The XJ received a facelift for MY2016. Changes include LED front and rear lights, rear J-Blade lights, a new grille, and a new InControl Touch Pro infotainment system, new driver assistance technology and a new audio system.

===2017–2019===
Models 2017-2019 received an upgraded 10" infotainment LCD, up from 7" LCD that was offered on all previous models.

==Discontinuation==
On 30 May 2019, Autocar reported that Jaguar would discontinue the X351 in July 2019, partly to make way for a new flagship XJ electric car planned to be built at Castle Bromwich. The article mentioned that, despite its status, it was Jaguar's least popular model, selling 301 in September 2018 compared with 4,492 Jaguar F-Pace SUVs and 2,252 Jaguar XE saloons.
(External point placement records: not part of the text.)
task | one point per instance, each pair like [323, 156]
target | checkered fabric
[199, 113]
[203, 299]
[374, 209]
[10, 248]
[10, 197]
In February 2021, it was announced that the electric XJ successor was cancelled for the present. The company said: "Following a thorough technology review against the exponential change in the automotive industry, we concluded that the planned XJ replacement does not fit with our vision for a reimaged Jaguar brand." As reported by Richard Porter of Sniff Petrol in August 2022, the prototypes of the cancelled successor still existed and were SORN, and subsequently found out other prototypes existed and were still being tested on the road.

In a September 2022 retrospective, James Howe wrote: "Fans of the XJ may regard the X351 as too far removed from the familiar flowing lines of its seven predecessors, but even 12 years after it was launched at the Saatchi Gallery in London, and two years since production ceased, it still looks modern and unmistakably Jaguar."